Good food, flavor and more
Adults know a lot about flavors and nutritional benefits of healthy foods like quinoa and butternut squash, but do babies, toddlers and children? Maybe not so much.
“As a father, I’m always thinking how I can get my children to eat healthy, even when time is an issue,” says Tyler. “As a chef, I want to treat them to foods that are delicious and create a great relationship with a variety of foods.”
So he co-created Sprout Food and developed a line of food that is 100 percent organic, using unique cooking methods and flavor combinations that babies and children love. With its creative, nutritious recipes, and innovative, eco-friendly pouch packaging, Sprout Food offers children’s food in stages, from babies to toddlers.
We had the opportunity to hear from Geoff Stella, Sprout Food healthy living expert, to get an understanding of what Sprout is all about.
SheKnows: How is Sprout Baby Food made so it appeals to children? Does that differ from developing recipes that appeal to adults?
Geoff Stella: We use interesting ingredient combinations that enhance each other to bring out wonderful flavor combinations. Many of our recipes feature ingredients that are not commonly served or mixed together, but we carefully choose high-quality, organic ingredients that we know will create amazing flavor experiences. That’s why kids — and adults — love our products.
Creating food for children and adults is very similar when you start with the best organic ingredients and focus on developing great-tasting flavor combinations. For babies with growing appetites who are learning to self-feed, we begin with heavily pureed foods, and increase the heartiness of our recipes as they grow into toddlerhood.

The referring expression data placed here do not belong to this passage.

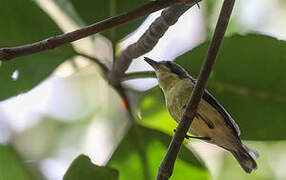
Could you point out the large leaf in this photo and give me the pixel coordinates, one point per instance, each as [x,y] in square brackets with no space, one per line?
[140,153]
[24,22]
[82,168]
[95,11]
[249,80]
[11,165]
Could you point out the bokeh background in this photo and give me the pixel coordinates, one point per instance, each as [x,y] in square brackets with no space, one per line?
[74,111]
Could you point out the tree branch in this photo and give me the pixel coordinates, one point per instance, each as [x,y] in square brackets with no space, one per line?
[167,166]
[139,74]
[7,54]
[148,40]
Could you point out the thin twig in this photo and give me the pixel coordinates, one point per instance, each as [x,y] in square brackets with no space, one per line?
[138,75]
[167,166]
[148,40]
[7,54]
[98,62]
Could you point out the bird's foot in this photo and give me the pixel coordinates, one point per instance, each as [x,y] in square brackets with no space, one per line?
[196,137]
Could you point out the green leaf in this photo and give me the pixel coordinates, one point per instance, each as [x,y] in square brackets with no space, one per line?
[249,81]
[11,165]
[82,168]
[141,152]
[95,11]
[26,23]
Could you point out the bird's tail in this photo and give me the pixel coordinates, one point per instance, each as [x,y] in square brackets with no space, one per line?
[245,156]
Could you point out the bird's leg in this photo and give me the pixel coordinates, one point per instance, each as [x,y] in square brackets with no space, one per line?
[196,137]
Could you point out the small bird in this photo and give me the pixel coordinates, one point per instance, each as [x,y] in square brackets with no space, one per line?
[212,122]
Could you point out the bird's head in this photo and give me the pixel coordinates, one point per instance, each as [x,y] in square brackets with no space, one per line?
[167,72]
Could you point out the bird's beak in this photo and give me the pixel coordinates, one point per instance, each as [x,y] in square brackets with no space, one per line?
[152,63]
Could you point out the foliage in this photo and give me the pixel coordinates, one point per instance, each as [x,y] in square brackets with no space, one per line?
[248,80]
[82,168]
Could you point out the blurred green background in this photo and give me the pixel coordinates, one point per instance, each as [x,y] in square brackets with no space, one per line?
[56,106]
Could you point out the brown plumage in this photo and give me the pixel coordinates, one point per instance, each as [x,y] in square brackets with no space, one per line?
[212,121]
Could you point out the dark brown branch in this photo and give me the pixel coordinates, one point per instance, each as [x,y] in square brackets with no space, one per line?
[148,40]
[53,42]
[138,75]
[167,166]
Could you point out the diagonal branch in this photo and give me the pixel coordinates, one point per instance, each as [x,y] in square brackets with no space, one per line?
[7,54]
[149,39]
[167,166]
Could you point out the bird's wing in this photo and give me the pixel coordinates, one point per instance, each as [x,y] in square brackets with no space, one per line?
[228,119]
[212,101]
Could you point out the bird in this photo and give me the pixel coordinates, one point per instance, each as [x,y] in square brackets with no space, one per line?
[212,123]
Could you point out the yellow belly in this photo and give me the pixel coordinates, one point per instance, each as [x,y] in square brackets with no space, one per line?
[221,134]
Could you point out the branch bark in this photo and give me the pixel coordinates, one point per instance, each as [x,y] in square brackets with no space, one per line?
[167,166]
[7,54]
[148,40]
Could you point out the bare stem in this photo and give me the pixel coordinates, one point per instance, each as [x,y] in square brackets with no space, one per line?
[148,40]
[139,74]
[7,54]
[167,166]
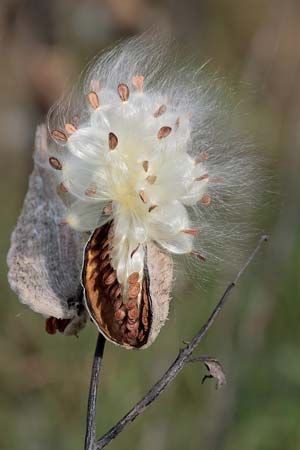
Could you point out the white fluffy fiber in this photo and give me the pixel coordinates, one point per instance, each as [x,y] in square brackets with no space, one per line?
[176,149]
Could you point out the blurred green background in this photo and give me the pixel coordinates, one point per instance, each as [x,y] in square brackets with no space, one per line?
[44,379]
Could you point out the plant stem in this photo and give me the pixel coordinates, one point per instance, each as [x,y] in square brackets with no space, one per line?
[90,435]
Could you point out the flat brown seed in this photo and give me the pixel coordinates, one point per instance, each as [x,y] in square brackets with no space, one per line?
[202,178]
[133,333]
[93,99]
[164,132]
[134,290]
[206,200]
[146,166]
[117,304]
[131,325]
[119,314]
[151,179]
[160,111]
[55,163]
[138,82]
[133,313]
[50,325]
[91,191]
[70,128]
[131,303]
[107,210]
[143,196]
[152,208]
[133,278]
[110,279]
[202,157]
[112,141]
[123,91]
[59,135]
[134,250]
[62,188]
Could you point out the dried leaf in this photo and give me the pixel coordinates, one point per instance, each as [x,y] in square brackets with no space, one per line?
[215,370]
[132,319]
[44,259]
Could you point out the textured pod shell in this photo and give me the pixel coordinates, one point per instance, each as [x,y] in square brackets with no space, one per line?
[45,257]
[131,319]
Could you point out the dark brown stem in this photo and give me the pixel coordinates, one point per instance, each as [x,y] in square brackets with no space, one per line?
[182,359]
[90,436]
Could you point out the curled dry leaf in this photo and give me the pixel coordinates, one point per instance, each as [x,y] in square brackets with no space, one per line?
[214,368]
[44,259]
[132,319]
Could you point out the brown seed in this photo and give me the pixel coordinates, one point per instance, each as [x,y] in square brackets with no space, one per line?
[133,314]
[191,231]
[138,82]
[112,141]
[133,333]
[146,165]
[105,254]
[119,314]
[110,279]
[62,324]
[107,210]
[62,188]
[134,290]
[134,251]
[161,110]
[70,128]
[131,325]
[93,99]
[202,157]
[152,208]
[206,200]
[117,304]
[123,91]
[133,278]
[131,303]
[55,163]
[202,178]
[59,135]
[151,179]
[50,325]
[164,132]
[143,196]
[91,191]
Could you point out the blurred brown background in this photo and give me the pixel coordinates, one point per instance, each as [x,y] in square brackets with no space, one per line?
[44,379]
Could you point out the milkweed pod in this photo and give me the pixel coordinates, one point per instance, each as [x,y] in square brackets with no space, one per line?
[130,316]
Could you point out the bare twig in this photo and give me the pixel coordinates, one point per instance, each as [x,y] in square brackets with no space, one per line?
[90,436]
[183,357]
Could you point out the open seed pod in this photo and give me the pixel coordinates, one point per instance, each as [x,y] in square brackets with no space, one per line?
[130,317]
[45,257]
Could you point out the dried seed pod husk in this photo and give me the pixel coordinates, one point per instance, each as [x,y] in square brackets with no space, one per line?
[145,302]
[45,258]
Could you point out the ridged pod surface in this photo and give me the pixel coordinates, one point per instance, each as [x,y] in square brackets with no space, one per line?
[131,318]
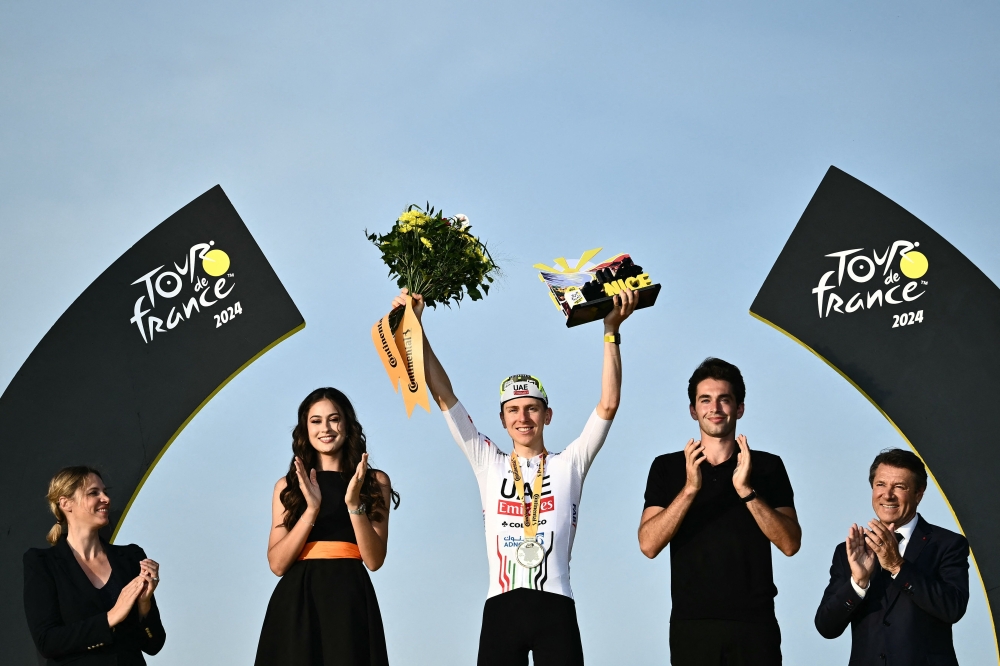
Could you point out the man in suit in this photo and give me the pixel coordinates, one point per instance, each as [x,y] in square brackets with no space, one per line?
[900,582]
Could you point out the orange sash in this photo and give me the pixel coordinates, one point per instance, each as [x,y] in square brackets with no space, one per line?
[330,550]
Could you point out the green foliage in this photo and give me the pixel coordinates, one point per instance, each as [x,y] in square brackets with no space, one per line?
[436,256]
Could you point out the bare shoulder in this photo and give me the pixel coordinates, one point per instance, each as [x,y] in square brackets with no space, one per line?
[280,485]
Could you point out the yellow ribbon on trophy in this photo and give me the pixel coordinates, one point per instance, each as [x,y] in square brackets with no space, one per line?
[402,355]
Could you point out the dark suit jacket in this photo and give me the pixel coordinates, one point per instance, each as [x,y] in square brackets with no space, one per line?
[65,615]
[902,621]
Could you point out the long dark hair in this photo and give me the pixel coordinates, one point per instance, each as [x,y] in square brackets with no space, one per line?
[354,446]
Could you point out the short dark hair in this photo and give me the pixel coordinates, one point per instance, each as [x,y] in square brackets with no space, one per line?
[902,459]
[716,368]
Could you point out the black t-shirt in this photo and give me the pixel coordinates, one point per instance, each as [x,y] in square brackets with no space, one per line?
[720,561]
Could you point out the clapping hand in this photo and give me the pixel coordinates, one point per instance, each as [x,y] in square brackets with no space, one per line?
[353,496]
[860,556]
[741,475]
[126,599]
[149,571]
[308,484]
[694,455]
[881,539]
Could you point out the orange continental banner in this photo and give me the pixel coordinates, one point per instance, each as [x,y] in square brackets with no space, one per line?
[402,356]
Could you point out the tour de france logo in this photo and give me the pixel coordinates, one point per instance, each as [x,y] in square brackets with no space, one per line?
[891,278]
[178,292]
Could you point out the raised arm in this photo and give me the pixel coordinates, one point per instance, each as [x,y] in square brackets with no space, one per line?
[373,537]
[779,524]
[437,378]
[611,377]
[658,525]
[284,545]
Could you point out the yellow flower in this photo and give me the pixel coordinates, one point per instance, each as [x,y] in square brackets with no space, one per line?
[412,218]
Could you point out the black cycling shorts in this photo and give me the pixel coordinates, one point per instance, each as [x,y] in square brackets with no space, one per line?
[522,620]
[724,643]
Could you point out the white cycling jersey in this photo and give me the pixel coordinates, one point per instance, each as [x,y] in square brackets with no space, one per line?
[562,486]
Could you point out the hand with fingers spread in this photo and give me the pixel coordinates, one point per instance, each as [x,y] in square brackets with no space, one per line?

SK: Do you think babies and children are able to tell the difference between good, healthy food, and food that’s not so healthy?

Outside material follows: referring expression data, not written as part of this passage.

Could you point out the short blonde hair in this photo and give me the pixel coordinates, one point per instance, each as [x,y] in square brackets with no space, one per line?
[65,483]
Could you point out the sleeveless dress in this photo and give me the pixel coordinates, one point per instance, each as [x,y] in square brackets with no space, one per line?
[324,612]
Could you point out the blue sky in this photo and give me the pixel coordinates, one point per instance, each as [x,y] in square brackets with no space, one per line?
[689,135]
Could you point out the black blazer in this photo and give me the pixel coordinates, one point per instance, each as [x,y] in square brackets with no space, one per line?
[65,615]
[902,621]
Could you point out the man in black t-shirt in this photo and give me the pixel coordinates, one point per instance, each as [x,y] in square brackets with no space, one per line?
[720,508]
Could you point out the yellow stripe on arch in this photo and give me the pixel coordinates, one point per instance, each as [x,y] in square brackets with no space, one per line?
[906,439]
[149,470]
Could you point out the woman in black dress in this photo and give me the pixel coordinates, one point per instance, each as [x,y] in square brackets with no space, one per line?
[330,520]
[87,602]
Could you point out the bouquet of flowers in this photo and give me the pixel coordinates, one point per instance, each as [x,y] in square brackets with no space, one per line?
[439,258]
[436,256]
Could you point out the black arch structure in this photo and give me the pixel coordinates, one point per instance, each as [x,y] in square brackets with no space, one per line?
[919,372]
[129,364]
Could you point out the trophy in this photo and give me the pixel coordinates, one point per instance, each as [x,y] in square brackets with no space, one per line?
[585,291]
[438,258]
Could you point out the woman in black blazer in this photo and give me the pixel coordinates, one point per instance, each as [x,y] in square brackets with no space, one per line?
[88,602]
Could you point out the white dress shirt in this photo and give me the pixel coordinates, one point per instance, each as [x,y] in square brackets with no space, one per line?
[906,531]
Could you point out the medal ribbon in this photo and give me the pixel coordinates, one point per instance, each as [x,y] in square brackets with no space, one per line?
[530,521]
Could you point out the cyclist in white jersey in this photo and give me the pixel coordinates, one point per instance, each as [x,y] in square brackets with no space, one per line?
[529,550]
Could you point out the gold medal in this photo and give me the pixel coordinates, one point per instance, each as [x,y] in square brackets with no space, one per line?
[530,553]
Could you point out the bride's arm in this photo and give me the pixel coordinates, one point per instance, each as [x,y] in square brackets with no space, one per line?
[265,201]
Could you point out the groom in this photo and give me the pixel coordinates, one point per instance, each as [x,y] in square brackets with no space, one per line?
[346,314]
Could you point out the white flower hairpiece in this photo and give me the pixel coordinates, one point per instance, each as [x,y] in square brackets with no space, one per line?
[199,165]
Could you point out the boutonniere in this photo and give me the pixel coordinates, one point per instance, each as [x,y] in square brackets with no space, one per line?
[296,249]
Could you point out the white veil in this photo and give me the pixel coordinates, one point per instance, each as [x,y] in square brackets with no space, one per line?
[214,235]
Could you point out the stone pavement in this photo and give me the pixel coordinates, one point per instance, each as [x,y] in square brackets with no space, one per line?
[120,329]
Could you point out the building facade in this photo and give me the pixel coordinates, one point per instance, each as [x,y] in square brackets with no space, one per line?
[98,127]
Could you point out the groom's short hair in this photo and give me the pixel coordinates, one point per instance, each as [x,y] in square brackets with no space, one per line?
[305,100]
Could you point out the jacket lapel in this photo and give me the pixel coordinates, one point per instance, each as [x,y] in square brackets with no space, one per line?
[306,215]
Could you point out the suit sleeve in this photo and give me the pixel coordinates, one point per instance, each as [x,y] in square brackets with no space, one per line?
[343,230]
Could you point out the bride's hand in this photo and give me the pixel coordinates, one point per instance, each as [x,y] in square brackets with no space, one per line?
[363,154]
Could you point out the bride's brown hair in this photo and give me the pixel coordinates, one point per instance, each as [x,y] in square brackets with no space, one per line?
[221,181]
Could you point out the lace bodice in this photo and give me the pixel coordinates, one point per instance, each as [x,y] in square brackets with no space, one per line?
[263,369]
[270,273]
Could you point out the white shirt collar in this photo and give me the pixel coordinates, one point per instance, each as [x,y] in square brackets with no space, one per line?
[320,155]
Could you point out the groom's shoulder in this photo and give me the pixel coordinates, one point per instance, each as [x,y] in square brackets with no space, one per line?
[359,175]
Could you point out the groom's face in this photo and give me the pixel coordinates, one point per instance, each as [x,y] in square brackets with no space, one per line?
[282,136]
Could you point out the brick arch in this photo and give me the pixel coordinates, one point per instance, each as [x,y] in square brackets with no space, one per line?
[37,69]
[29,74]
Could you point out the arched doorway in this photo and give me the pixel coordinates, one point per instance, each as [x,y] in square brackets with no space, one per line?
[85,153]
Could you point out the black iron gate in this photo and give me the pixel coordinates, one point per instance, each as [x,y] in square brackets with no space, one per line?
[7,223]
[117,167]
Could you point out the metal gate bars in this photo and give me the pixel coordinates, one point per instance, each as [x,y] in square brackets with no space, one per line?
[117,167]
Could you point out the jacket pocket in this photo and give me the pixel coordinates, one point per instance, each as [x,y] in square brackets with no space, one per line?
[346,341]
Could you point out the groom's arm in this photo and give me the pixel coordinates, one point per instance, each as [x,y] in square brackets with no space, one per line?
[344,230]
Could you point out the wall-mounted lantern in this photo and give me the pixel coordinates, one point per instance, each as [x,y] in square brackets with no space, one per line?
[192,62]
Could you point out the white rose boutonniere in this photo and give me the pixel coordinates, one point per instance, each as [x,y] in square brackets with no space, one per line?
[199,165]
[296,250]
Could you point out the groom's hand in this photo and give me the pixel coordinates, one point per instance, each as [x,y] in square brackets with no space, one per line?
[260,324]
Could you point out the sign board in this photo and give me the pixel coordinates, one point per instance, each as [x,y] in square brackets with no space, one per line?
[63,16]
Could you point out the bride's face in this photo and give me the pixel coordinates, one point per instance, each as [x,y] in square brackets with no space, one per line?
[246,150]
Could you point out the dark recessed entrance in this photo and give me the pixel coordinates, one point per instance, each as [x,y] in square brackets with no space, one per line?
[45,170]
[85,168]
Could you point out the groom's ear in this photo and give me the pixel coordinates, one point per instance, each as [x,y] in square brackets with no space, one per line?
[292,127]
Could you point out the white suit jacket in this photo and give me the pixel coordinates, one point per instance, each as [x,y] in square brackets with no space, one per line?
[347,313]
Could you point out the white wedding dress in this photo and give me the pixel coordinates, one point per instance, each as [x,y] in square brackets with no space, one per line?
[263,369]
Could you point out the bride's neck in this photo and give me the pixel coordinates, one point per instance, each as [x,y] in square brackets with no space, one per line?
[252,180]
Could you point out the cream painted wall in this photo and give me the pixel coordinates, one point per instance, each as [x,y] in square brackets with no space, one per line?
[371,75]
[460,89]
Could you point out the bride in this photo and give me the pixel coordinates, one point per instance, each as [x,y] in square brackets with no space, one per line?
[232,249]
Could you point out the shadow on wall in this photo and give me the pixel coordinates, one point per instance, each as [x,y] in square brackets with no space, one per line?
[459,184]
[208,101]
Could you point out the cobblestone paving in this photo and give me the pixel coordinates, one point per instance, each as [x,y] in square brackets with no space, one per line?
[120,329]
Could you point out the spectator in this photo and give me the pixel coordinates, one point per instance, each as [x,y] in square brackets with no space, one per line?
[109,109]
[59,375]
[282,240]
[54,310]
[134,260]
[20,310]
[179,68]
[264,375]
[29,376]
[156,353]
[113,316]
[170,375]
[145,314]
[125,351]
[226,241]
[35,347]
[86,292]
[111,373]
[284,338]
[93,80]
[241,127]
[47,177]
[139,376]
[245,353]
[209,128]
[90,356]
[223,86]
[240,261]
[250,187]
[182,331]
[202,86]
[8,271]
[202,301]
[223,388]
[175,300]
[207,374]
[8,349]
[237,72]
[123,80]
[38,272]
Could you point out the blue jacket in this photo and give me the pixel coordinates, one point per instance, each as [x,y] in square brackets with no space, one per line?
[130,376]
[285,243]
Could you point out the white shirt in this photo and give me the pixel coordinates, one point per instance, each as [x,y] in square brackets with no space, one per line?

GS: We believe it’s important to introduce healthful, good-for-you foods as early as possible so it’s easier to encourage a love of healthy foods for a lifetime. Kids who are conditioned that way are probably more likely to turn their noses up at heavily sweetened foods because they really won’t taste like “real” food to them.
SK: What makes Sprout Food unique, from the food to the packaging?

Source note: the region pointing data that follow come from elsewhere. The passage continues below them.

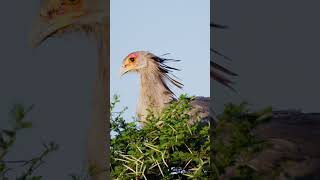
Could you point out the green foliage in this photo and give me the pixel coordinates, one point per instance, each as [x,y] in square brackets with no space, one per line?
[167,146]
[7,140]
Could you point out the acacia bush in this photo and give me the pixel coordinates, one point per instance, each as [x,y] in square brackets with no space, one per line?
[168,147]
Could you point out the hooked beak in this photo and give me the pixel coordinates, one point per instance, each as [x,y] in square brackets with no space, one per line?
[122,71]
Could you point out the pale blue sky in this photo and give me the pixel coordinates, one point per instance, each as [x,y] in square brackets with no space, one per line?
[179,27]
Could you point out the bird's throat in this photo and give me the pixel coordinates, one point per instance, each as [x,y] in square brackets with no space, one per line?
[154,93]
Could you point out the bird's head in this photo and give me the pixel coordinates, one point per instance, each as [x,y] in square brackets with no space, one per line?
[56,16]
[136,61]
[150,64]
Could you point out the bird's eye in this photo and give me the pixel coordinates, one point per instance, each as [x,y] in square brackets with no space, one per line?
[132,59]
[73,1]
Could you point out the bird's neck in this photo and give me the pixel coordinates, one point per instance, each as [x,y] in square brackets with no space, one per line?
[154,93]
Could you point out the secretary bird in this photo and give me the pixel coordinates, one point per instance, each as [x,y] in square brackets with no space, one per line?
[155,81]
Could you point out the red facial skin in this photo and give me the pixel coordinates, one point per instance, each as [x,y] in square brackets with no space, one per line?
[129,63]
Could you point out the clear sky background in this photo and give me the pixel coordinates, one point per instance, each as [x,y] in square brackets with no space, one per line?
[179,27]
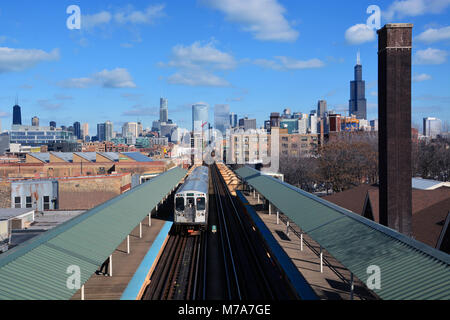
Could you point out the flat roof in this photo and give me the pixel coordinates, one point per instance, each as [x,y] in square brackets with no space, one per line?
[410,270]
[11,213]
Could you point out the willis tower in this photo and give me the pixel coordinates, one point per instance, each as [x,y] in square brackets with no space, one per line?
[17,116]
[358,102]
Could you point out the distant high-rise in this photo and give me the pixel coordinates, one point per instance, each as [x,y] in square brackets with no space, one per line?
[17,115]
[199,116]
[109,128]
[101,132]
[130,130]
[164,110]
[77,130]
[247,124]
[358,102]
[233,120]
[432,127]
[222,118]
[321,108]
[85,130]
[35,122]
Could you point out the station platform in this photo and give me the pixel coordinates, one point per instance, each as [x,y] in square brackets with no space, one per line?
[125,266]
[327,285]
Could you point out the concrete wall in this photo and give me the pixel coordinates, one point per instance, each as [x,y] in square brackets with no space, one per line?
[5,194]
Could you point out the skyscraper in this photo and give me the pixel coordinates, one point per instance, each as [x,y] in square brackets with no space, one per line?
[199,116]
[85,130]
[108,130]
[77,130]
[233,120]
[35,121]
[432,127]
[164,110]
[321,108]
[222,118]
[358,102]
[17,115]
[101,132]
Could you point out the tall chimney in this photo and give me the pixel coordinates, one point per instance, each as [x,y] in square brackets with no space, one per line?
[394,113]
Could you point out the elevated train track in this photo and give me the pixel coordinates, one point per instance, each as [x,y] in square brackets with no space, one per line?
[231,263]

GS: At Sprout, our mission is to offer babies and kids a wide variety of great-tasting nutritious foods right from the start. This encourages the development of taste preferences and thus healthy eating habits to last a lifetime.
We feature combinations of fruits, veggies, grains and proteins, and we were the first company to include veggies at every stage. Consequently, we help parents offer their children a more balanced diet than the fruit-dominated recipes commonly offered by other brands. Our meals come in resealable squeeze pouches, convenient serving trays and easy-open packs, some with microwave convenience. And all of our packaging offers parents the safety of being BPA-free.
SK: What are the benefits of eating organic foods?
GS: Organic foods should have no additives, preservatives or pesticides of any kind. They’re often richer in important nutrients like antioxidants than conventionally produced foods, and organic foods are good for farmers, animals and the environment
SK: What upcoming food trends for kids do you see heading our way?
GS: One would be the continued use of healthy grains, like quinoa, millet, barley and brown rice. Also, the interesting use of “super foods,” such as acai, Greek yogurt and blueberries.
SK: What would you tell new parents about children and nutrition?
GS: It’s important to start as early as possible introducing healthy fruits, vegetables, grains and proteins to children so they develop a familiarity and love for these foods.
Variety is important, too, and combining vegetables with fruits, grains and proteins can be a way to help develop their palate, along with providing important nutrients
SK: Are your products developed with food allergies in mind?
GS: We develop all of our products with key allergens in mind, and are sensitive to the needs of parents. Our packaging is clearly labeled so it’s easy to discern if a particular flavor variety is right for their child.
Make a great meal
For summer, try this recipe by Tyler Florence using Sprout Food and home-grown or locally grown vegetables for a healthy option that even children will love.
Sweet and savory butternut squash and carrot soup
- 1 onion, chopped
- 1 garlic clove, sliced or minced
- 2 pouches of Sprout Sweet Baby Carrots
- 3 pouches of Sprout Roasted Butternut Squash
- 2 cups low-sodium chicken stock
- Salt and pepper to taste
- 4 tablespoons butter (less if you prefer) or 2 tablespoons of olive oil
- Maple syrup (optional; about 1 tablespoon is recommended)
- Melt 2-4 tablespoons of butter in a pot over medium heat. Add the onion and gently saute it until it’s tender, about 5 minutes.
- Add the garlic and saute it for about 3 minutes, just until it begins to brown.
- Add the Sprout Butternut Squash and Carrots, and chicken stock, and cook until it’s heated through. Alternatively, you can use less or add stock or cream to reach your preferred soup thickness.
- Add salt, pepper and maple syrup to taste.